The morale of your party has risen by +15 points. Your party's current morale is +31 (a 31% increase to your party members' physical and magic damage).
That's better, I nodded with satisfaction at the running system messages. The morale had dropped precipitously—from forty percent to just sixteen—after four hundred recruits were accepted into the clan. All the new arrivals started out with a ten percent bump thanks to my rank, and the system had merely spat out the arithmetical mean. A thirty one percent increase to damage output was nearly twice better than sixteen, and that should certainly prove useful in the upcoming battle with the undead army.
"It's all a bit too easy, don't you think?" Elnar rode up to me, regarding the general's corpse with grim suspicion.
"Well, this wretch is no Nerghall," I shrugged. "And we're no longer just a century."
"Dar! Two undead legions are moving your way from Xantarra!" Hyld announced without sounding particularly panicked in the recon channel. "They'll be there in about seven minutes."
I looked out and indeed—the skeletal warriors were on the move.

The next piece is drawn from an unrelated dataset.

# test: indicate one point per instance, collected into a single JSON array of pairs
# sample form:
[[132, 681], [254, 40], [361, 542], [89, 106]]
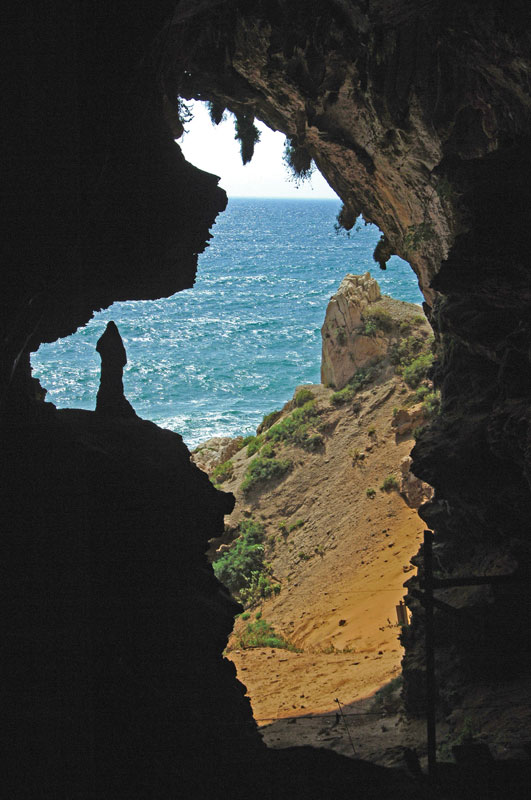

"His summoning an Army of Darkness must have reached them," Elnar pointed at the skeletons with his sword, then turned to me. "What's our plan?"
"Did all our horses survive?"
"No, we lost about twenty," James shook his head. "Horses aren't a priority for our priests."
"Put all the units who have lost mounts into saddles with others, and have them retreat towards Farot. The rest quickly collect the loot and follow after. I doubt the skeletons will pursue us for long," I commanded. After a few seconds of silence I added, also into the general channel: "Since when do I need to repeat my orders?"